Até porque no despacho que atendeu à arguição da nulidade da citação da Ré D... foi o próprio tribunal que, oficiosamente, ordenou que se procedesse à tradução da petição e documentos por  pessoa a indicar pela secção.

Não se pode sustentadamente afirmar que a citação da apelante tenha ultrapassado o prazo prescricional por algum facto imputável aos AA..

Donde que eles devam aproveitar do disposto no art.º 323, nº 2, do C. Civil, ou seja, deve a prescrição do direito objecto da vertente acção ter-se por interrompida, nos termos desse inciso legal, cinco dias após ter sido requerida (requerimento que é contemporâneo da entrada da acção – 29/06/2011). Por conseguinte, bem antes de esgotado o prazo da prescrição.

Pelo que também não colhe o que motivou a apelante quanto a esta segunda questão.

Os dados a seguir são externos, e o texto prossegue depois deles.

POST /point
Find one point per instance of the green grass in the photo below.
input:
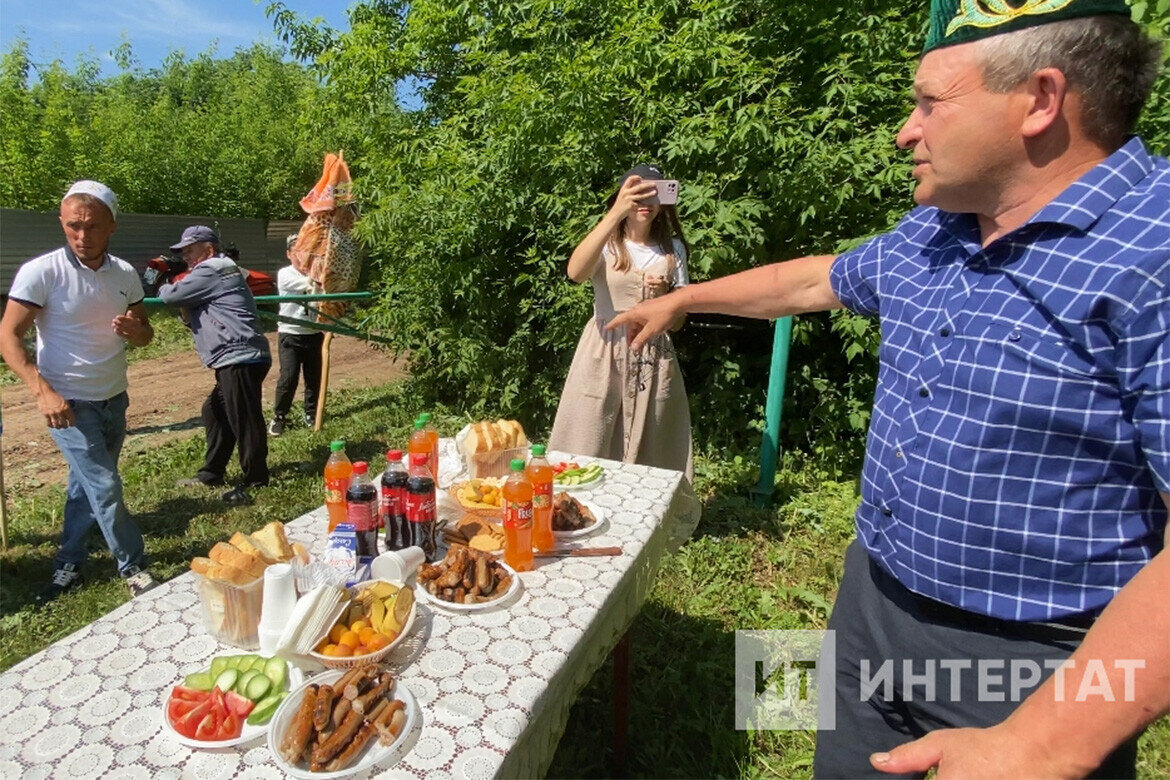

Pelo exposto, na improcedência da apelação, confirmam a decisão recorrida.

Custas pela apelante.

                  
1. Enquanto se encontrar pendente inquérito penal para averiguação da inerente responsabilidade com base no facto fundante do direito de indemnização do lesado, não corre contra este o prazo de prescrição desse direito, nos termos do art.º 306, nº 1, do C. Civil.
2.  Mesmo que declarada nula no processo, a citação de um devedor em processo pendente pode valer como expressão do credor da intenção de exercer o direito, nos termos do art.º 323, nºs 1 e 2 do C. Civil.